Secure your networks Safeguard your Internet connection by using a firewall and encrypting information. If you have a Wi-Fi network, make sure it is secure and hidden. To hide your Wi-Fi network, set up your wireless access point or router so it does not broadcast the network name, known as the Service Set Identifier (SSID). Password protect access to the router.
Use strong passwords Using strong passwords is an easy way to improve your cybersecurity. Be sure to use different passwords for your different accounts. A strong password includes:
10 characters or more
At least one uppercase letter
At least one lowercase letter
At least one number
At least one special character
Multifactor authentication requires additional information (e.g., a security code sent to your phone) to log in. Check with your vendors that handle sensitive data, especially financial institutions, to see if they offer multifactor authentication for your account.
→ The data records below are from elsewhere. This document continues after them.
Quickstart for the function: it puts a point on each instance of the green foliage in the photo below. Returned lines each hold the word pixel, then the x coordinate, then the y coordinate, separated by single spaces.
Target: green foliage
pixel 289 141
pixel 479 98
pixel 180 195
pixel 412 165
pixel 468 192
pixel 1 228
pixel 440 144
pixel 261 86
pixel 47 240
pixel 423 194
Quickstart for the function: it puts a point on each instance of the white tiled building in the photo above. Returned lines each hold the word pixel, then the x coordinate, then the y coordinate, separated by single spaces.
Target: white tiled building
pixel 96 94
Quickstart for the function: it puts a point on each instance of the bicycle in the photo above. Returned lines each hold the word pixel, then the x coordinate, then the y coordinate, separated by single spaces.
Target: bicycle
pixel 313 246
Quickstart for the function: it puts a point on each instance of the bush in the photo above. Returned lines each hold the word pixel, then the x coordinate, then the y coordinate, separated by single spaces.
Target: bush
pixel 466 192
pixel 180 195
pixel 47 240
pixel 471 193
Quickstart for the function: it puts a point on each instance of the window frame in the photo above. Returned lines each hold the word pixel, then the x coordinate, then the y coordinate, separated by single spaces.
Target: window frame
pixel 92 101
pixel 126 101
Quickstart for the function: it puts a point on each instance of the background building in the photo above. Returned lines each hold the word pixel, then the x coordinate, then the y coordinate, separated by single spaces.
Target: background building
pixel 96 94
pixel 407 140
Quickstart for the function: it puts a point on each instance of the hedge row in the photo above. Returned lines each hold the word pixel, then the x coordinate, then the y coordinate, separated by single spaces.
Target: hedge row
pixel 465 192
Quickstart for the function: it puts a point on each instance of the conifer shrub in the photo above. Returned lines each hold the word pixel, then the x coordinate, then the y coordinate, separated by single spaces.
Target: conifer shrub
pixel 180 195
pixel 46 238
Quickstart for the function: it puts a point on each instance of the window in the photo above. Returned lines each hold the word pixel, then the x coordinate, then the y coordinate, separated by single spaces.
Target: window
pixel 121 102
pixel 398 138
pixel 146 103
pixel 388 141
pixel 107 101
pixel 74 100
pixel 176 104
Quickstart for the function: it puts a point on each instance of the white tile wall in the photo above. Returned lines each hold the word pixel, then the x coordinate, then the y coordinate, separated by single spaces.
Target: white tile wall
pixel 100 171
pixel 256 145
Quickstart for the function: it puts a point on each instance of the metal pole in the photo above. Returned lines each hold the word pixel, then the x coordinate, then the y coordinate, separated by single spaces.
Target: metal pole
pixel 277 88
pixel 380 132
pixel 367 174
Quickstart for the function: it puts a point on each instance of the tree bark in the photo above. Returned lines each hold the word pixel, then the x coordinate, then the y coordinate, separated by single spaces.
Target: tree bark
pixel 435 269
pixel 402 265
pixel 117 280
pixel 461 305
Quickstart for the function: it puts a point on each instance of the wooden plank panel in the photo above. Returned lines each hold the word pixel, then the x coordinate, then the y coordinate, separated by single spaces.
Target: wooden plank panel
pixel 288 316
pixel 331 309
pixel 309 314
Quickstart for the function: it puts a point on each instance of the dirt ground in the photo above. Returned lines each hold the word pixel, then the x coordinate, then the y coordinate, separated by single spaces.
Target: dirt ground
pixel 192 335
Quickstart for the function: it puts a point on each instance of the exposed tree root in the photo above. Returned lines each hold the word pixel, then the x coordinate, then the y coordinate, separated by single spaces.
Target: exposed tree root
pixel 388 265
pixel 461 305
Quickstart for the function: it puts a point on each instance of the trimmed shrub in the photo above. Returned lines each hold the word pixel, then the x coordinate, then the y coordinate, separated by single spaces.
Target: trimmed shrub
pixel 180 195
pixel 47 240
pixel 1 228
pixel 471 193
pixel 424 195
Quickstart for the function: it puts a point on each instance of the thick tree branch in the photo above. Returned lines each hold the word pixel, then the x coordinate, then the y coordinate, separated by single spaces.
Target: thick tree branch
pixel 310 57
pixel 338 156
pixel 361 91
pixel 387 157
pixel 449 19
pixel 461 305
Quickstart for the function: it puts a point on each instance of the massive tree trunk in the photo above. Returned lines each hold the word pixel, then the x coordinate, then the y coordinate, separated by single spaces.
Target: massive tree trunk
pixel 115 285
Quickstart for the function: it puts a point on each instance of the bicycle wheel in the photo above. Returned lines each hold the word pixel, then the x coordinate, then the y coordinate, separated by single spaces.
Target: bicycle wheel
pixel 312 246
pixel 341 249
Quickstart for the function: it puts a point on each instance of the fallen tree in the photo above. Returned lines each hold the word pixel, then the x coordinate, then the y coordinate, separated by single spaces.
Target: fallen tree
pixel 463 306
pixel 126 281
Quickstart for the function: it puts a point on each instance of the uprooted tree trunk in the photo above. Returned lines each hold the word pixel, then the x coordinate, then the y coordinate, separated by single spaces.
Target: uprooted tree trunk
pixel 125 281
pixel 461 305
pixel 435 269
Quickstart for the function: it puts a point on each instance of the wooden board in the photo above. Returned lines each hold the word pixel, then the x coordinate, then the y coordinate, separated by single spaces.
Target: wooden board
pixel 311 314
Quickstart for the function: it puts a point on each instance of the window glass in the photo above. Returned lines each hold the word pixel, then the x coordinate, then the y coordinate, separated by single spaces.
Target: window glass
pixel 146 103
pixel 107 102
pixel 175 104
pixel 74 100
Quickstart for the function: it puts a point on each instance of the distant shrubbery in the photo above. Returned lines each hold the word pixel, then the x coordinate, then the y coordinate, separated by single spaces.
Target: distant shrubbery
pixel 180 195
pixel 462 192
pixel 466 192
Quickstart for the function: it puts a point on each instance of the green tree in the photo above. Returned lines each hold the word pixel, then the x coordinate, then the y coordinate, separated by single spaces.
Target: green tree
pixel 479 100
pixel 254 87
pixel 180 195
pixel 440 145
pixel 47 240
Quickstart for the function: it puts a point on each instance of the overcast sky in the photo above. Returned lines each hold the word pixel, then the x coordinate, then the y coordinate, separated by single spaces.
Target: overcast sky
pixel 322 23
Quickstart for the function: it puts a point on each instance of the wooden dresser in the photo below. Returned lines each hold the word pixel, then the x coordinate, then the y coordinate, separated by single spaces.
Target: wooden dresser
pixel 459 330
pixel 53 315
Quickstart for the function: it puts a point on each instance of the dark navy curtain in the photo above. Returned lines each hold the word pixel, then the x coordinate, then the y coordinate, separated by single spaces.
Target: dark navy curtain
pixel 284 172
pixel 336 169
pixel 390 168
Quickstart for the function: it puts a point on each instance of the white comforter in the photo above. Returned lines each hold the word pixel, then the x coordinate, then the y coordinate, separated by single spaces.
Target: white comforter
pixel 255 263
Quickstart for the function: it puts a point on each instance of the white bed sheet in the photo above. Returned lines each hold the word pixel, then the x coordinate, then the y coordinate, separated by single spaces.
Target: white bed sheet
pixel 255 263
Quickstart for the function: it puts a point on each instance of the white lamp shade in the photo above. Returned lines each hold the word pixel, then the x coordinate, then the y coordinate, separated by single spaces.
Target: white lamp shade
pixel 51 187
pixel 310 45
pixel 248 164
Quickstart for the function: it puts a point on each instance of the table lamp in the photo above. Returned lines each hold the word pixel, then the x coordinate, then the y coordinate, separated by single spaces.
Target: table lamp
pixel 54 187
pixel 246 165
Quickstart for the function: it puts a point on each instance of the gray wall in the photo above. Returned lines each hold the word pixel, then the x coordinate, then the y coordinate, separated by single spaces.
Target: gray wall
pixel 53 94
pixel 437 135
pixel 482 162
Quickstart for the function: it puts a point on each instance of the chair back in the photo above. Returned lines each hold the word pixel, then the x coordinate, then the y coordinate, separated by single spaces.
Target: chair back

Protect sensitive data and back up the rest Back up your data Regularly back up the data on all computers. Critical data includes word processing documents, electronic spreadsheets, databases, financial files, human resources files, and accounts receivable/payable files. Back up data automatically if possible, or at least weekly, and store the copies either offsite or on the cloud.
Secure payment processing Work with your banks or card processors to ensure the most trusted and validated tools and anti-fraud services are being used. You may also have additional security obligations related to agreements with your bank or processor. Isolate payment systems from other, less secure programs and do not use the same computer to process payments and surf the Internet.
Control physical access Prevent access or use of business computers by unauthorized individuals. Laptops can be particularly easy targets for theft or can be lost, so lock them up when unattended. Make sure a separate user account is created for each employee and require strong passwords. Administrative privileges should only be given to trusted IT staff and key personnel.